Wednesday, August 08, 2007

More Bad News

A friend emailed more bad news on the Obama front. The Iowa Electronic Market is essentially a betting pool where people invest money ($5 to $500) and predict outcomes on various elections. The thinking here is that people don't have any incentive to tell pollsters who they're actually going to vote for, but if they're putting their money down, they do it on the candidate they think will win. They tend to be more accurate than polls at predicting outcomes. When money's on the line, people tend to ignore intangibles and focus on real data, like jobs reports, Iraq news, and so on.
Run by the university's business school and regulated by the Commodity Futures Trading Commission, the Iowa market has spawned similar futures markets at Intrade.com and Tradesports.com, and they have been remarkably prophetic. Compared with 596 national polls in four presidential election cycles between 1988 and 2000, the Iowa market was closest to the actual election result 76 percent of the time notes Thomas Rietz, a finance professor at the University of Iowa and director of the Iowa futures market.

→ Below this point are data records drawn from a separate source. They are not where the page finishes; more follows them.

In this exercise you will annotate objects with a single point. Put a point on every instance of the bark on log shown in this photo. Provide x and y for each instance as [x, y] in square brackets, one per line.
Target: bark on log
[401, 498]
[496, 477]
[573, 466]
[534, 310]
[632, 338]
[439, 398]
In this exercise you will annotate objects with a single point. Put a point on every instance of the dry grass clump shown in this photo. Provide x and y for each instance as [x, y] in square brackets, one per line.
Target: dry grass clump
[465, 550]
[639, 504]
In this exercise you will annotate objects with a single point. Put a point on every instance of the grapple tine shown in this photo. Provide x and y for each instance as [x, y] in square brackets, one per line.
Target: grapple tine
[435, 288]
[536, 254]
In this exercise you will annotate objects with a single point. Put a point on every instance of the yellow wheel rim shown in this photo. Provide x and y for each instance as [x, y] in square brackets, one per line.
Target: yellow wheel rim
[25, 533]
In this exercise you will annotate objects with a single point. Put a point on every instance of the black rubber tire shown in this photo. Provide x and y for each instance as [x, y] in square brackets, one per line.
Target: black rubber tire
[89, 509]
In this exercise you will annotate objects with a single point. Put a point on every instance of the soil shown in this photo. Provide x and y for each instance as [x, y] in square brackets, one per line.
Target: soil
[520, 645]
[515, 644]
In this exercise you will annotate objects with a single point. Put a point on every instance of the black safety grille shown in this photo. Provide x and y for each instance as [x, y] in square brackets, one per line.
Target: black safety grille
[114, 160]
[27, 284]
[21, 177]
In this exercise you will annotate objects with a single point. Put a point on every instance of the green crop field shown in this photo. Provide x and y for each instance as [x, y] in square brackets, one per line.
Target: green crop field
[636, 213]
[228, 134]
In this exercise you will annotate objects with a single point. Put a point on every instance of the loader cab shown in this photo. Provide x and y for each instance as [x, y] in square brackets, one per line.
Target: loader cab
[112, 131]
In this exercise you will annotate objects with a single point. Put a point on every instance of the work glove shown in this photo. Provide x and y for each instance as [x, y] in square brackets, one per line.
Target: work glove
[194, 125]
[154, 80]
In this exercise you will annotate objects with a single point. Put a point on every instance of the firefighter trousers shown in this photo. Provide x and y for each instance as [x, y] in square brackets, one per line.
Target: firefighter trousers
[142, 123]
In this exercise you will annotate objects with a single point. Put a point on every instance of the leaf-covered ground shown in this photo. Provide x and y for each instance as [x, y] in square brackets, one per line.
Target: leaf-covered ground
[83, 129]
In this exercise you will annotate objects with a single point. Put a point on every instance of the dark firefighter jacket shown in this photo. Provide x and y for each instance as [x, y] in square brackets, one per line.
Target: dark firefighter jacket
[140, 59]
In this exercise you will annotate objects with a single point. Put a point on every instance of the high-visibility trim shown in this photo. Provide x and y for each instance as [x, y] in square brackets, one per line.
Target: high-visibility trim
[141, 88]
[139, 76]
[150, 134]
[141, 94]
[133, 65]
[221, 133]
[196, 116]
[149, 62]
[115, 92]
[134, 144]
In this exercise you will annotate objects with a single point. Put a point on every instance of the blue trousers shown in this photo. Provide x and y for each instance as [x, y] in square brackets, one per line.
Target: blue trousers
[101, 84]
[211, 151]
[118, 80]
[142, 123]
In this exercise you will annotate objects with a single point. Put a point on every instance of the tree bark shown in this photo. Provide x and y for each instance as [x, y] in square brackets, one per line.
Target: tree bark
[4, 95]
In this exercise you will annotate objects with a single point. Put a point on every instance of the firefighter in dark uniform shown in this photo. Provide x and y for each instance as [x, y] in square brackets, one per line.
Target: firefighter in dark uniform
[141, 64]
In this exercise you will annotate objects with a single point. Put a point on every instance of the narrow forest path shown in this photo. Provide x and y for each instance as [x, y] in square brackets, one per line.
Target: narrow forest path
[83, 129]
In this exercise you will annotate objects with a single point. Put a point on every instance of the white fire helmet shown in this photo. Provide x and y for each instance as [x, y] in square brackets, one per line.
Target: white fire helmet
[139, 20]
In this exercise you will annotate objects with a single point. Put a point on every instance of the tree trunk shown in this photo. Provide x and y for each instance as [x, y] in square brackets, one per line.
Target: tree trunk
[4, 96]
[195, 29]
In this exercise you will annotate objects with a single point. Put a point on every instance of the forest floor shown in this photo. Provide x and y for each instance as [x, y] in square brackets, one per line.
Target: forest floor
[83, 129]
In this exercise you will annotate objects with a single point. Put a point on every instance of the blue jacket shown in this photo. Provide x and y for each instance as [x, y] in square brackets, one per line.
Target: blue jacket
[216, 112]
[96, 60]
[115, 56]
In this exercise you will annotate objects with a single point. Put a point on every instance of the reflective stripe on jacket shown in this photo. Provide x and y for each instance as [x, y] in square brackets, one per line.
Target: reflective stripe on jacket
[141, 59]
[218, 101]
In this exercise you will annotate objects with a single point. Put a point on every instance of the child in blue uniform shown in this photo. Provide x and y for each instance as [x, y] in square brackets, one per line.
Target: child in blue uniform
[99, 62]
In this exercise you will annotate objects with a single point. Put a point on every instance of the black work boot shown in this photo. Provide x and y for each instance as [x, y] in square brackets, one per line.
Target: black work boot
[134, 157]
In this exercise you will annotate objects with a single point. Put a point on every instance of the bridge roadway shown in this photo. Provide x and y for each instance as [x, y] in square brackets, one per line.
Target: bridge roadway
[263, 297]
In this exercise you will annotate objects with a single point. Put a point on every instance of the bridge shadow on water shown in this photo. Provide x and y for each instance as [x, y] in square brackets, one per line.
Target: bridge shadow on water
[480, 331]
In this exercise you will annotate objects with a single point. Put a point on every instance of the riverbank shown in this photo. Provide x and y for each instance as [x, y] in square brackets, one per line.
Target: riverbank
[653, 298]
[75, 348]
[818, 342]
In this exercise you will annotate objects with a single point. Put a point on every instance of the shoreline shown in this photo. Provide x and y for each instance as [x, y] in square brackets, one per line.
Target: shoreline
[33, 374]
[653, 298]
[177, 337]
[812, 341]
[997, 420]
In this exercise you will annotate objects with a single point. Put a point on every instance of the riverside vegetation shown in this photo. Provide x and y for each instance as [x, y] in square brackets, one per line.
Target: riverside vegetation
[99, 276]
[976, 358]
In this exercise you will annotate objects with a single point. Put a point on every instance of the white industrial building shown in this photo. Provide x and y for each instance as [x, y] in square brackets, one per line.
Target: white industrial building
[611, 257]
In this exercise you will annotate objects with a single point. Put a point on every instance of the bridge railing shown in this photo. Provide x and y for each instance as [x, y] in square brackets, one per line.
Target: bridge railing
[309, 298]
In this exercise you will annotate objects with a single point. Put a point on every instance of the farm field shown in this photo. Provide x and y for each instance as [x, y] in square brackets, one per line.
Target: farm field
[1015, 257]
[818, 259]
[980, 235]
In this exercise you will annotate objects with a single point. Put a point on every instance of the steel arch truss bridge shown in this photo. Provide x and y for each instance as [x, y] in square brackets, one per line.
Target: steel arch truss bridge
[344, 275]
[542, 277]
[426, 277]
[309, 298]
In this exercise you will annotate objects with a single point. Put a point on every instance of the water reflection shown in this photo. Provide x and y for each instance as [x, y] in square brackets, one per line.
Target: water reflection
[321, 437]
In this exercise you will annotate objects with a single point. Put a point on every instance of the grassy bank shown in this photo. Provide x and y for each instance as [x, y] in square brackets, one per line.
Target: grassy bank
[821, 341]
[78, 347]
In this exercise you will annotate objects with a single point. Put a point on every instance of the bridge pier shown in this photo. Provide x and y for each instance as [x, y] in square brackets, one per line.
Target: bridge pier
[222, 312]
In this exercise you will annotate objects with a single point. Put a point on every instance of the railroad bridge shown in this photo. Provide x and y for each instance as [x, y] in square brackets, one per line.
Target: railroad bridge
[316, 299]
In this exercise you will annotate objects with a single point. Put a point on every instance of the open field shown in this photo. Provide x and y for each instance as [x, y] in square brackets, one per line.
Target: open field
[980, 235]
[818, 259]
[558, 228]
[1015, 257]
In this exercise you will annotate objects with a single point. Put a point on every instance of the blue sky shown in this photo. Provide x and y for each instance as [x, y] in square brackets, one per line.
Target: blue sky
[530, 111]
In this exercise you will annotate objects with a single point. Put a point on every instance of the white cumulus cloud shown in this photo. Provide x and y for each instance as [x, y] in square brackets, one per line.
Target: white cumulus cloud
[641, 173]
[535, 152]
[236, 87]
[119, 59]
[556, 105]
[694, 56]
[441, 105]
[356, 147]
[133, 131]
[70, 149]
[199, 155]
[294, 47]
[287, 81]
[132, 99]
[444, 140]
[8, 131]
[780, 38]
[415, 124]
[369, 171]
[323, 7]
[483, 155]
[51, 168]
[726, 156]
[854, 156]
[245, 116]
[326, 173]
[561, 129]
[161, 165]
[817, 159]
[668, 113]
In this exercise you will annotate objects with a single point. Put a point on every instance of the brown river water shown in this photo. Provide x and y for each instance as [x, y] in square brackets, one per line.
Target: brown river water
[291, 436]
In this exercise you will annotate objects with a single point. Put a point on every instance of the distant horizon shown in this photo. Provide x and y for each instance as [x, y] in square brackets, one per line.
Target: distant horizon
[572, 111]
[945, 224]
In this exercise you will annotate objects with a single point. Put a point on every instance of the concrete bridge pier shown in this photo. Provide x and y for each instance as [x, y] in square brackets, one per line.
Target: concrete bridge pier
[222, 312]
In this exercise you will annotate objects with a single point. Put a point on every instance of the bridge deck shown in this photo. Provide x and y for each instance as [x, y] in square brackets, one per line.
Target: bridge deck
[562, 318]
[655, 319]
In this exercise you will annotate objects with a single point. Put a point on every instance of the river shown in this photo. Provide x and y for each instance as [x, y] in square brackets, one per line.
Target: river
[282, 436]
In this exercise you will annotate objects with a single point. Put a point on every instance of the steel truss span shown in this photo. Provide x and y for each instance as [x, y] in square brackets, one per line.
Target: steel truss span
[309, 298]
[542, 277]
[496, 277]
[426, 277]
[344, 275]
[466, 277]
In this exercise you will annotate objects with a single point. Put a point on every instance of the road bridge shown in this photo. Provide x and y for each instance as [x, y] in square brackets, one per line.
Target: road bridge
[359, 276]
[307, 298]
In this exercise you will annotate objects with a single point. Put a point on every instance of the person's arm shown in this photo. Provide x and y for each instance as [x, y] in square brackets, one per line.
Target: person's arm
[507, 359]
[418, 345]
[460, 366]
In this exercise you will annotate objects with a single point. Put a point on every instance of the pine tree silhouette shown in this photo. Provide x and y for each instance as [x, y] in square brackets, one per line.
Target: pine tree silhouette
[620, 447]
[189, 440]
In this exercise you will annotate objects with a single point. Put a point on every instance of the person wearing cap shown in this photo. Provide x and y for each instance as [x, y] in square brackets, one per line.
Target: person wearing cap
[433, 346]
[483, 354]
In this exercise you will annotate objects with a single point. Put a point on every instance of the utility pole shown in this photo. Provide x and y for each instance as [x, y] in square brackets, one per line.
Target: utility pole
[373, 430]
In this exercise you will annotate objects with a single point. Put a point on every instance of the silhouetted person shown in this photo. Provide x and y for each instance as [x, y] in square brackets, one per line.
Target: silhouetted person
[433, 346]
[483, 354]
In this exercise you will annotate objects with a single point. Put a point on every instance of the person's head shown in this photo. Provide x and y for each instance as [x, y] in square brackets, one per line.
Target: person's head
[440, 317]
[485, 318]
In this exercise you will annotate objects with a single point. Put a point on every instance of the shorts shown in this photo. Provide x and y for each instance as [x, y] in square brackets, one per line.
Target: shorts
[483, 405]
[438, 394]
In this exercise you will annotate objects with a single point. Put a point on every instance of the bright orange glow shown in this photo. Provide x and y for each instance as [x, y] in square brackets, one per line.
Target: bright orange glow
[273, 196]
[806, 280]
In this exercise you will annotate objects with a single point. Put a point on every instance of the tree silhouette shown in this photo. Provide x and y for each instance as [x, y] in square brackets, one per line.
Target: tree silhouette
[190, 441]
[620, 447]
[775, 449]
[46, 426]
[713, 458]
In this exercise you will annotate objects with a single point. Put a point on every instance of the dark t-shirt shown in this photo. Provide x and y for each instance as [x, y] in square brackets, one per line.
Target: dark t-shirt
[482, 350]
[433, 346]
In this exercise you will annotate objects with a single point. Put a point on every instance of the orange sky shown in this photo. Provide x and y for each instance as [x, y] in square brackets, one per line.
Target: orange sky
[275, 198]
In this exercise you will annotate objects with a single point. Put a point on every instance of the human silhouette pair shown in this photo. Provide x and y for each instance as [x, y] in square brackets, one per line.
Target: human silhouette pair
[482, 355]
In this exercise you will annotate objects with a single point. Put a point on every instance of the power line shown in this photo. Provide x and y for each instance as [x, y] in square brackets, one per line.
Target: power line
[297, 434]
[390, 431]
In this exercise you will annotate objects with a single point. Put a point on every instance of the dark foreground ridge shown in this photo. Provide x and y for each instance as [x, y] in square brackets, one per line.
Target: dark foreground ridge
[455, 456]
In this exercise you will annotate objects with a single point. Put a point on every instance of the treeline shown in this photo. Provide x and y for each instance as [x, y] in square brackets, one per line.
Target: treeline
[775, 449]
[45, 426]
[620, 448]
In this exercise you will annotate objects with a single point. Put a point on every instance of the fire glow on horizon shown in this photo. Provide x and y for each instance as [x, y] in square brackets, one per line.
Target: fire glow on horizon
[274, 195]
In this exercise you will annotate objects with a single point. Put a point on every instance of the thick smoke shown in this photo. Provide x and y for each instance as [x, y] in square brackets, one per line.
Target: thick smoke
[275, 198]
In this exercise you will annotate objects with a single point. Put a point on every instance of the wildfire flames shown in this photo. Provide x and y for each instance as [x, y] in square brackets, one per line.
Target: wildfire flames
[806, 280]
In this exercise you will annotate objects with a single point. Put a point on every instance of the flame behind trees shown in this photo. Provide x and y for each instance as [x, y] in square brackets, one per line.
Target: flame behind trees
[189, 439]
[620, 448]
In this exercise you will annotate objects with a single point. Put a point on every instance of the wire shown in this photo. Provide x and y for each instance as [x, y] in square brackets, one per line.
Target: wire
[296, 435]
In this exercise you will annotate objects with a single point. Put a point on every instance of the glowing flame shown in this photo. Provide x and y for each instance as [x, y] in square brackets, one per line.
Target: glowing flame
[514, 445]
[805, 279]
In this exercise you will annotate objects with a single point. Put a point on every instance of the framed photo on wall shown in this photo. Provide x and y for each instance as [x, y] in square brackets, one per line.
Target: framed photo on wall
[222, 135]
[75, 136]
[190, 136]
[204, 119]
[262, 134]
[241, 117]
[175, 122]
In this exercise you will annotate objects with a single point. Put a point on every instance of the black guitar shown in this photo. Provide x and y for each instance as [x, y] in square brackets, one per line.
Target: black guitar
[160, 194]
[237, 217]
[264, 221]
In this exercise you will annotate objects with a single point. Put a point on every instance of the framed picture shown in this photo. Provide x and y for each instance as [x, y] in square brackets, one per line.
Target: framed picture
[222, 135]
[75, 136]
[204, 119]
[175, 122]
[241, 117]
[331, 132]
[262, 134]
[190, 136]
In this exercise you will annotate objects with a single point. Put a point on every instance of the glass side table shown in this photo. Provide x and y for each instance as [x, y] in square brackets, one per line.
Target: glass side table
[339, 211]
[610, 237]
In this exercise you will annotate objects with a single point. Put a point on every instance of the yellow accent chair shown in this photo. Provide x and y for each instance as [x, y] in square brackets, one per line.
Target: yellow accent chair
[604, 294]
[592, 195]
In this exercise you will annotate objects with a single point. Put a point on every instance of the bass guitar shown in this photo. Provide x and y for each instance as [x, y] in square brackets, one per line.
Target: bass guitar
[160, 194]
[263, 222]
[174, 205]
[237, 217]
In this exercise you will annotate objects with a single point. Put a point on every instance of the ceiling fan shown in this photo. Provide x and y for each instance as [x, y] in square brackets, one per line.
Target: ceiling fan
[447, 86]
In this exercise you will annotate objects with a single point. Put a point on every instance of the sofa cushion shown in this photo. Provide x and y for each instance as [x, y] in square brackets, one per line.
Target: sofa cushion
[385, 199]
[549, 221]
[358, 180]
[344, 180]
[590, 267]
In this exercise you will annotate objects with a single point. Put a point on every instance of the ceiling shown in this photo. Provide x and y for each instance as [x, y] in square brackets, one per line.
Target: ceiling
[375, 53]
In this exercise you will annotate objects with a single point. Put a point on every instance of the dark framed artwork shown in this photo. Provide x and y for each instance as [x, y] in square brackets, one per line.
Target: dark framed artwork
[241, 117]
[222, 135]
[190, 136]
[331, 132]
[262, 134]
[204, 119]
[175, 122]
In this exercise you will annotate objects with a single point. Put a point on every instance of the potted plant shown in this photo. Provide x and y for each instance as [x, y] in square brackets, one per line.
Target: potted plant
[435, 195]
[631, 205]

Indeed, early on in the 2000 White House race, the polls put George W. Bush as the clear winner, but the Iowa futures market predicted a dead heat as early as May that year, Rietz said.

So who do participants like in Iowa? Hillary, by a steady margin:


(DROF is any other Democratic candidate. For the Edwards campaign, this is bad indeed--he's consistently trailing DROF in these markets. Oy.)

If there's any good news, it's that IEM participants can only base their bets on current, actual data. Since Obama is still untested and somewhat unknown, the data will continue to be volatile. Campaign and real-world events can shape what people think about the candidates, altering their view of who will win. But still, it's further evidence that the Senator from Illinois has some work left to do.